For an associating system, the Debye equation is written as

$$ \frac{{Kc_{{\text{t}}} }} {{R_{{90}} }} = {\left( {\frac{1} {{M_{{{\text{av}}}} }} + Bc_{{\text{t}}} } \right)} $$

(18)

where M _av is the weight average molecular weight of all the species present in the solution. Note that B ₂₂ has been substituted with the term B to represent the nonideality arising from monomer–monomer, monomer–dimer, and dimer–dimer interactions.

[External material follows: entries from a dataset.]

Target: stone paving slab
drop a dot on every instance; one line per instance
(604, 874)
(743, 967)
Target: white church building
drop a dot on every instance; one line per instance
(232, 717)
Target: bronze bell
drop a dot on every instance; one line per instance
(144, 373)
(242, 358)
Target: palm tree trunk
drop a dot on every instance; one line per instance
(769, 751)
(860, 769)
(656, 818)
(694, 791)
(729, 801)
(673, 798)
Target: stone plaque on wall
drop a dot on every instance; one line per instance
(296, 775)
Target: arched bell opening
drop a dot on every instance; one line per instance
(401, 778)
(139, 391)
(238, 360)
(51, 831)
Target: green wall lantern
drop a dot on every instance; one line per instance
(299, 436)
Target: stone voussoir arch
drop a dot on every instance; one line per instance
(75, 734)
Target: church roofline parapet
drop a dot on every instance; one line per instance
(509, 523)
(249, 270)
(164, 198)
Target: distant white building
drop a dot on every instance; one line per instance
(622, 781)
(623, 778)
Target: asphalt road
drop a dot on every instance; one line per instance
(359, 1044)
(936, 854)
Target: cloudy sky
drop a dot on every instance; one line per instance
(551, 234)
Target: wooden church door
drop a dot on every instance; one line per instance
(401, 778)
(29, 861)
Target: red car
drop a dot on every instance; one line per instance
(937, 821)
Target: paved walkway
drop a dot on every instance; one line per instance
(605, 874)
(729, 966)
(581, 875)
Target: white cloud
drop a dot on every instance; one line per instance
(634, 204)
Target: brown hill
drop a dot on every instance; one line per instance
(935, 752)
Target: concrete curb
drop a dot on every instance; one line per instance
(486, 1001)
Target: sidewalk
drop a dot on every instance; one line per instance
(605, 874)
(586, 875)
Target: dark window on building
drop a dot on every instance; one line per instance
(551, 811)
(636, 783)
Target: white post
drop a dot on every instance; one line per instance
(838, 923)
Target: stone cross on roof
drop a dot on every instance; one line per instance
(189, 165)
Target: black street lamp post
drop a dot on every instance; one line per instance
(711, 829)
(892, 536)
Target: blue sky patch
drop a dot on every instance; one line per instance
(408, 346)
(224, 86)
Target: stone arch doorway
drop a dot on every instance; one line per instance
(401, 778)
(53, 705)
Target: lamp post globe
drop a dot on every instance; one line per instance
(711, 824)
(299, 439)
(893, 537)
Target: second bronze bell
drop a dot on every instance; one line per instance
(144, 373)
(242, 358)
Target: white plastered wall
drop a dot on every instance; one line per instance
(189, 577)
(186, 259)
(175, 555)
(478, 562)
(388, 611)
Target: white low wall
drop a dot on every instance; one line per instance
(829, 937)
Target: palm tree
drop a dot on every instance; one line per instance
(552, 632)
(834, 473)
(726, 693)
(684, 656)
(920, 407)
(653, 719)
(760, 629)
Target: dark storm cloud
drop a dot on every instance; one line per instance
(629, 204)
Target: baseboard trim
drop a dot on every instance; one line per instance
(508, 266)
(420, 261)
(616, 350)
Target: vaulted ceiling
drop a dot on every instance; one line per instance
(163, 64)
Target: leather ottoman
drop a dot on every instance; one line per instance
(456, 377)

For an associating system, the change in the chemical potential of the solvent with solute concentration is written as (50)

$$ \frac{{\partial \mu _{1} }} {{\partial c_{{\text{t}}} }} = \frac{{\partial c_{{\text{m}}} }} {{\partial c_{{\text{t}}} \cdot M_{{\text{m}}} }} + \frac{{\partial c_{{\text{d}}} }} {{\partial c_{{\text{t}}} \cdot 2M_{{\text{m}}} }} + \frac{{\partial {\left( {Bc_{{\text{t}}} ^{2} } \right)}}} {{\partial c_{{\text{t}}} }} $$

(19)

Substituting for c _m and c _d from Eqs. (16) and (17), taking partial derivatives, and using the result in the derivation of the Rayleigh's light scattering equation, the following Debye equation is obtained:

$$ \frac{{Kc_{t} }} {{R_{{90}} }} = \frac{{{\left( {1 + {8000K_{{\dim }} c_{t} } \mathord{\left/ {\vphantom {{8000K_{{\dim }} c_{t} } {M_{m} }}} \right. \kern-\nulldelimiterspace} {M_{m} }} \right)}^{{1 \mathord{\left/ {\vphantom {1 2}} \right. \kern-\nulldelimiterspace} 2}} + 1}} {{2{\left( {{1 + 8000K_{{\dim }} c_{t} } \mathord{\left/ {\vphantom {{1 + 8000K_{{\dim }} c_{t} } {M_{m} }}} \right. \kern-\nulldelimiterspace} {M_{m} }} \right)}^{{1 \mathord{\left/ {\vphantom {1 2}} \right. \kern-\nulldelimiterspace} 2}} M_{m} }} + Bc_{t} $$

(20)

Equation (20) was used to fit the curved Debye plots for the parameters K _dim, M _m, and B.